The minute my church decides to ditch the Bible and the Cross, I’m out of here!
Forgive me Yvonne, but who are the ‘we’ who make the deduction about the other two thirds? It seems an equally likely option (there is no evidence to make a deduction) that a significant proportion of the two thirds would like a different response from the Pope but are determined to stay and fight. Actually I strongly suspect very many would not leave under either extreme option, some not seeing the issue as that crucial (be that positive or negative) or prepared to live with the Church not having the stance they have.
Sorry Tim, it was just a tongue-in-cheek generalisation. The point I am making is that if church leaders have to make a decision which risks alienating some of their church members, they might as well wait until there is an equal split in opinions, then it makes no difference which way they go, because at least half the church will be happy. Of the remaining half, a few will probably leave, some will be prepared to live with it, and the rest will stay and just have a good moan about it!
Sorry Yvonne, I should have been clear, my initial reaction to your post was based on the logic, but there are very interesting theological points. It may be wise for a leader not to comment until it becomes necessary with a 50:50 split but it may also not be. In any case to act only on a faux democratic basis is probably not leadership (I don’t think that is what you are saying, especially with your comment about principals). Of more interest to me is the theology of those who stay. Do they stay because ‘the fight goes on’; do they stay because although the issue is of vital importance the Church needs to remain in fellowship even if divided in doctrine; do they remain because although important the issue is not as important as obedience (or some other loyalty); do they stay because the issue may be practically ignored?

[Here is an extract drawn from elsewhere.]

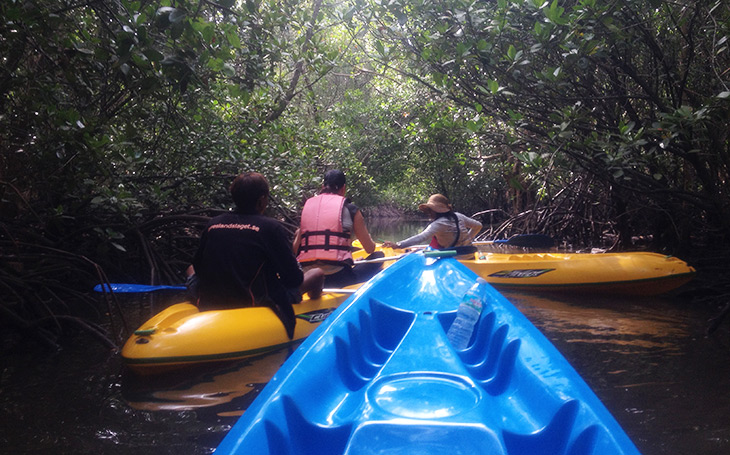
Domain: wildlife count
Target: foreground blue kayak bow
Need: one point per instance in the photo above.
(380, 377)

I’m glad you asked those questions, Tim, because it made me think long and hard about my answers. I can only speak for myself, of course, but I would stay in a church, regardless of its stance on gay marriages or other serious issues, so long as Jesus remains the linchpin. I am all for unity in diversity, but I could not remain in a church that becomes so ‘woke’ that it cancels Jesus.
For me, worshipping God the Father, through His Son Jesus Christ, and in the power of the Holy Spirit, is what church is all about. Mission is essential and fellowship desirable, but both are secondary to worship.